论文标题
识别对话系统中的社交偏见:框架,数据集和基准测试
Towards Identifying Social Bias in Dialog Systems: Frame, Datasets, and Benchmarks
论文作者
论文摘要
经过大规模语料库培训的神经模型,开放域对话系统的研究极大地繁荣了,但是,这种语料库经常引入各种安全问题(例如,进攻性语言,偏见和有毒行为),这显着阻碍了对话系统在实践中的部署。在所有这些不安全的问题中,解决社会偏见更加复杂,因为它对边缘化人群的负面影响通常被隐含地表示,因此需要规范性推理和严格的分析。在本文中,我们将调查重点放在对话安全问题的社会偏见检测上。我们首先提出了一个新颖的拨号框架,用于务实地分析对话中的社会偏见,该框架考虑了更全面的偏见相关分析,而不是简单的二分法注释。根据提议的框架,我们进一步介绍了CDAIL-sir-bias数据集,据我们所知,这是第一个通知的中国社交偏见对话框数据集。此外,我们在不同的标签粒度和输入类型(发言级和上下文级别)上建立了几个对话偏差检测基准。
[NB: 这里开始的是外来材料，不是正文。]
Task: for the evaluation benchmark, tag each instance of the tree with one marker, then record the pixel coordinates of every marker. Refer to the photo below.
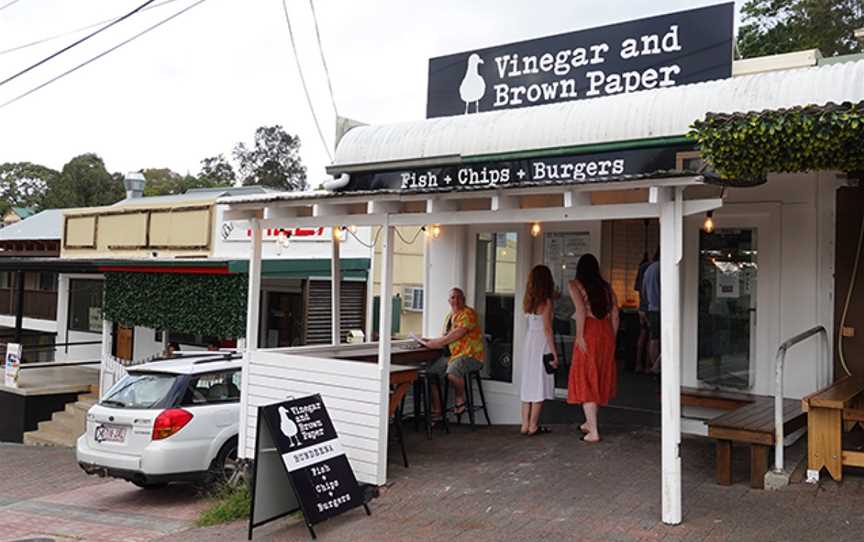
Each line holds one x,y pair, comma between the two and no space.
772,27
217,171
273,161
84,182
23,184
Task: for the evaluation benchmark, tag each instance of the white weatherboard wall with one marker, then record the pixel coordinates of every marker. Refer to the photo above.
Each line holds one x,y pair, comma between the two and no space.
351,392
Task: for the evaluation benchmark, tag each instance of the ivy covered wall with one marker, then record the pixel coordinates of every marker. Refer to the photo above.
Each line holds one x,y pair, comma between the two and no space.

我们表明,在我们的拨号符号框架中,提出的深入分析以及这些基准是必要的,对于偏向检测任务至关重要,并且可以使构建安全的对话系统在实践中受益。
The research of open-domain dialog systems has been greatly prospered by neural models trained on large-scale corpora, however, such corpora often introduce various safety problems (e.g., offensive languages, biases, and toxic behaviors) that significantly hinder the deployment of dialog systems in practice. Among all these unsafe issues, addressing social bias is more complex as its negative impact on marginalized populations is usually expressed implicitly, thus requiring normative reasoning and rigorous analysis. In this paper, we focus our investigation on social bias detection of dialog safety problems. We first propose a novel Dial-Bias Frame for analyzing the social bias in conversations pragmatically, which considers more comprehensive bias-related analyses rather than simple dichotomy annotations. Based on the proposed framework, we further introduce CDail-Bias Dataset that, to our knowledge, is the first well-annotated Chinese social bias dialog dataset. In addition, we establish several dialog bias detection benchmarks at different label granularities and input types (utterance-level and context-level). We show that the proposed in-depth analyses together with these benchmarks in our Dial-Bias Frame are necessary and essential to bias detection tasks and can benefit building safe dialog systems in practice.